The second hurdle is fiscal. Every school and every school age student is subjected to a regimen of standardized testing, so it is ‘normal’ to strip money from music and arts programs in order to pay for the ‘core subjects’. When a municipality cuts the budget, it will tend to keep only the subjects tested — because those are the ones that affect future funding from the state and town tax base. Communities wealthy enough can adopt a ‘pay-go’ model (and some have), but it means that a school must be in a wealthy enough community already, to benefit from the arts. Communities without such resources already, will be out of luck.

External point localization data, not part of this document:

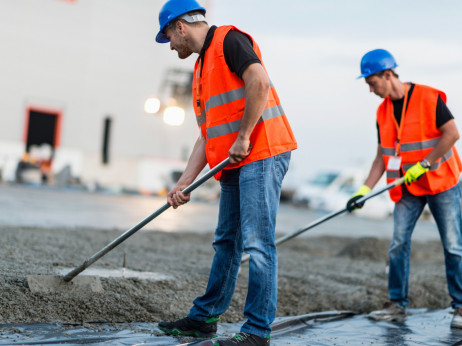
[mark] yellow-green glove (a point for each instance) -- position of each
(351, 204)
(414, 173)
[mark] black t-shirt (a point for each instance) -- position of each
(237, 48)
(443, 114)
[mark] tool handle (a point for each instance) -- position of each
(315, 223)
(73, 273)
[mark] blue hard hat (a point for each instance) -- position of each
(376, 60)
(173, 9)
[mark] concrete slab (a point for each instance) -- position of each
(55, 283)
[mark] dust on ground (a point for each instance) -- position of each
(315, 274)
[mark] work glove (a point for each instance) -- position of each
(414, 173)
(351, 204)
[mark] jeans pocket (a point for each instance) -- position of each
(282, 164)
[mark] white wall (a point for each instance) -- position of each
(90, 59)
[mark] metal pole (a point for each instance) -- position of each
(315, 223)
(72, 274)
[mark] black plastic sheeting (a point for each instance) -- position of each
(422, 327)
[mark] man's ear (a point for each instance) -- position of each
(180, 27)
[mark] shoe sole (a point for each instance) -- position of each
(195, 334)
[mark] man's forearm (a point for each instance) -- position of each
(196, 163)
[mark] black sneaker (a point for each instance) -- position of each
(243, 339)
(189, 327)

The third hurdle is parental. Parents support our current system of education — they may hate the quality of education their children receive, they may be infuriated by the educational bureaucracy; the process of standardized testing may thoroughly enrage them. But they still buy into the idea and the ideal of education — and even granted that the curriculum may annoy them or the methodology of teaching or the politics of a specific teacher upsets them — they want their kids to be in school doing something… The model, however broken it may be, is still “do well in school, go to college, get a good job.” So most parents, even the ones who think it’s a crap-shoot, are prepared to at least try to pass through this system.
The fourth hurdle is the lack of a successful alternative which is widespread, well-publicized, sustainable, and successful. The evidence from analysis of charter schools is that they are just as likely to fall into the three ranges of great, bad, and average that the regular public school system has, and perhaps even in the same proportions.

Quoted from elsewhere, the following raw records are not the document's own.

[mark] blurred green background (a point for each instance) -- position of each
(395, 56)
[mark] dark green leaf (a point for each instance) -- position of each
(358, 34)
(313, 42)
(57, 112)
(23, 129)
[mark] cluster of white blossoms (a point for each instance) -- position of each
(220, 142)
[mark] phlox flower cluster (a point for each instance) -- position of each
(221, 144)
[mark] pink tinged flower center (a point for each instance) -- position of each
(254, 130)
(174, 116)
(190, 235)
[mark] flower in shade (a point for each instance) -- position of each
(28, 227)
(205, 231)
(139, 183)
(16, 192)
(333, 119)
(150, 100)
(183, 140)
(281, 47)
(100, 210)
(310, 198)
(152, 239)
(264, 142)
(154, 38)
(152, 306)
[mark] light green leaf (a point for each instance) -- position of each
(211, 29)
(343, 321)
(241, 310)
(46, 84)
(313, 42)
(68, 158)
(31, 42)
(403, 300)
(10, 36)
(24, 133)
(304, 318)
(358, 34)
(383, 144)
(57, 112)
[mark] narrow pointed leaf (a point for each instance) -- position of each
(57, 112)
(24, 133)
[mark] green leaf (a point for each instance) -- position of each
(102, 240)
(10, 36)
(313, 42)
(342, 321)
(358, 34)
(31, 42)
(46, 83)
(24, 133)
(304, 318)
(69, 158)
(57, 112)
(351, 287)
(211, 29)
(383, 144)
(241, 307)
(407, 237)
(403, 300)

The independent school or private school tradition is successful — but it’s also not a sustainable model for a public education system. The only reason why an independent school tradition works at all (in the U.S.) is through the regular intake of wealth over-and-above the ordinary cost of education (where ‘ordinary’ is defined as the local community’s expenditures on public education). Private schools work, in essence, because previous attendees won the edulottery, attribute their success to the independent education they received, and contribute financially toward the future chances of future graduates.
That’s stacking the deck for the students of a specific school, not reforming education as a whole. For example, Phillips Exeter estimates it spends almost $30,000 per student, and most of that cost is for salaries and benefits. By contrast, the state of Connecticut spends about $10,000 per student on public education, with a bit of a ramp-up for students in magnet schools. And Arkansas spends, according to this website, around $5800 per student.

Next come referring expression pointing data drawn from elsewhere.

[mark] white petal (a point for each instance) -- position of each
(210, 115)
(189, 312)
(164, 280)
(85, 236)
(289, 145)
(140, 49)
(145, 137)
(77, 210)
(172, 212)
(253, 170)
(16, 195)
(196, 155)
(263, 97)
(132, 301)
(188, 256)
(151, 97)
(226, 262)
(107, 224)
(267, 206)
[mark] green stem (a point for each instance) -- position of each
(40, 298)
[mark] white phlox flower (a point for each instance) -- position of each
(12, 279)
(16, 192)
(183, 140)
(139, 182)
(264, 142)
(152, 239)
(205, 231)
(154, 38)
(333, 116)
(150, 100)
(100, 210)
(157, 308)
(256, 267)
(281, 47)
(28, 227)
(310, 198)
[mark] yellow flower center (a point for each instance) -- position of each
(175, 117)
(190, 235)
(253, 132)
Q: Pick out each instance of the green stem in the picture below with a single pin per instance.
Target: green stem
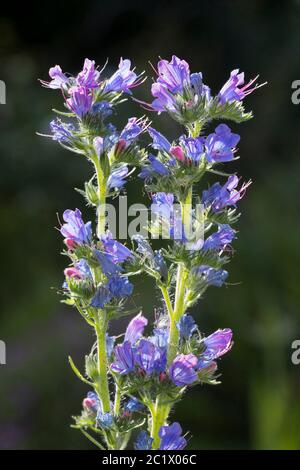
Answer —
(103, 390)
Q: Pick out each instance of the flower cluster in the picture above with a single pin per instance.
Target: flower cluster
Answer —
(136, 379)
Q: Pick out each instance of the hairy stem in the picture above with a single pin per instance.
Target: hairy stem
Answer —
(103, 390)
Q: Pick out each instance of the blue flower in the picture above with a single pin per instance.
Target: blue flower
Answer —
(218, 197)
(107, 262)
(143, 441)
(123, 79)
(101, 297)
(220, 145)
(212, 276)
(74, 228)
(104, 420)
(135, 328)
(62, 131)
(119, 251)
(119, 286)
(187, 326)
(133, 405)
(182, 370)
(124, 359)
(219, 239)
(159, 141)
(171, 438)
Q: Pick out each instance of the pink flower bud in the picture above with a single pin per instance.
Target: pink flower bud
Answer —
(71, 245)
(177, 152)
(72, 272)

And guess what — there’s a direct correlation between the number of development (i.e., fundraising) officers a private school employs, and the funds they pump out the alumni. So it’s not a model that public schools can adopt — can taxpayers’ money be used to fund efforts to pull on the heartstrings of wealthy alumni of individual schools? And say a school DOES get such a windfall? Can that money be yanked from one school in a district, to fund another that may be in trouble? How will the donor feel about that? And doesn’t this privilege schools in already-wealthy areas, again?
So there you are, the four challenges to any sort of reform — regulatory, financial, parental, and modular. I think if anyone can create a successful model of reform that is scalable to Arkansas’s $5800 per student per year, while also working for Phillips Exeter at $30,000 a year, some of the regulatory and financial obstacles could be overcome.
But then it comes down to the parental hurdle. Really, even if we imagined there was a community in the country that would give me (or anyone else, really) a twenty-year exemption from standardized testing, and a blank check to design a new educational model… are those townsfolk also going to hand over their kids to an untested program to create a new cultural model?
If we’re going to adopt Ken Robinson’s visions for schools, it’s going to need a vast array of local, state, and national leaders, as well as parents, to demand something different. And it’s going to require the breakdown of command-and-control centralized education. And it’s going to require the end of monopolies of teachers’ unions, and tenure for faculty, and a fundamental breakdown in the way schools currently work.
Which means, to quote a reformer I quite admire, “pray that it not happen in winter, because those will be days of distress unequalled from the beginning,” because it will be ugly for everyone involved for quite a long time before the final collapse.